How does the usual integration manipulations make sense here? 
In my book (which uses Cartesian coordinate system), it is written for any volume $V$:
$\displaystyle \iiint_{V} f(x,y,z)\ dxdydz + \iiint_{V} g(x,y,z)\ dxdydz=\iiint_{V} [f(x,y,z)+g(x,y,z)]\ dxdydz \tag1$

Considering Cartesian coordinate system,
it may be possible that whatever limits we put in the limits of integration, we cannot construct certain shapes $V^*$
For such shapes, how can the following manipulations make sense?:
$\displaystyle \iiint_{V^*} f(x,y,z)\ dxdydz + \iiint_{V^*} g(x,y,z)\ dxdydz=\iiint_{V^*} [f(x,y,z)+g(x,y,z)]\ dxdydz \tag2$
as all the terms are meaningless.
 A: As @saulspatz already pointed out in the comments: There is a difference between multiple integrals and iterated integrals. 
The term multiple integral refers to integration over multidimensional shapes. Multiple integrals are defined by splitting the shape you want to integrate over into pieces and by building a Riemann sum out of these pieces. If the Riemann sum converges then the multiple integral exists. (In 3D you can think of splitting some volume into small cubes and adding them up, for more details you could start here https://en.wikipedia.org/wiki/Multiple_integral#Mathematical_definition).
The term iterated integral is used to refer to nested 1D integrals. An iterated integral is usually computed by solving each 1D integral on it's own, starting at the innermost integral. 

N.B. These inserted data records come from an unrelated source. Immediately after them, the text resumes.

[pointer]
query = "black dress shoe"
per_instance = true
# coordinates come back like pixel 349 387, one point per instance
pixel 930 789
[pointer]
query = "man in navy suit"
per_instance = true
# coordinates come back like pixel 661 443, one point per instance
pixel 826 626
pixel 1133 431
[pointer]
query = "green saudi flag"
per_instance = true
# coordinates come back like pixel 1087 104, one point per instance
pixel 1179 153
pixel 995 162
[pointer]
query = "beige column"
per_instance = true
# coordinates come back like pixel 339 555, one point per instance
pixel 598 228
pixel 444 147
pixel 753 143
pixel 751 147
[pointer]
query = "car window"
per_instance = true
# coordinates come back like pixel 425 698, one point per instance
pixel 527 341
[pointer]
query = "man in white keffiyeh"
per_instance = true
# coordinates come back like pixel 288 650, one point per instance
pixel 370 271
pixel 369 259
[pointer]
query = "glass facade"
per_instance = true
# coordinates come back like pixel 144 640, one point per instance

What connects these two terms? There are important results in calculus which tell you how you can calculate some multiple integrals by transforming them into iterated integrals (for example Fubini's theorem). 

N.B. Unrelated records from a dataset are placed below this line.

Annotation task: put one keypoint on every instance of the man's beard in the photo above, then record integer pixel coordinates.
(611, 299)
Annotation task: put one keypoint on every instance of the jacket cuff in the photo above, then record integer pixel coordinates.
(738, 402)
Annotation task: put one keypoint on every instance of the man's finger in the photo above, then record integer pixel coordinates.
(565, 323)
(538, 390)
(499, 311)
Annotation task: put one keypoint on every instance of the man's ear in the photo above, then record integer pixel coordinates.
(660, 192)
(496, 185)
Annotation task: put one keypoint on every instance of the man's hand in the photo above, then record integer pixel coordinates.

Just because you cannot come up with a way to write a multiple integral as iterated integral does not mean that the multiple integral you wrote down is meaningless. Or in other words: The definition of multiple integrals does not use iterated integrals. They are two different concepts but it is often very handy to use iterated integrals to compute multiple integrals.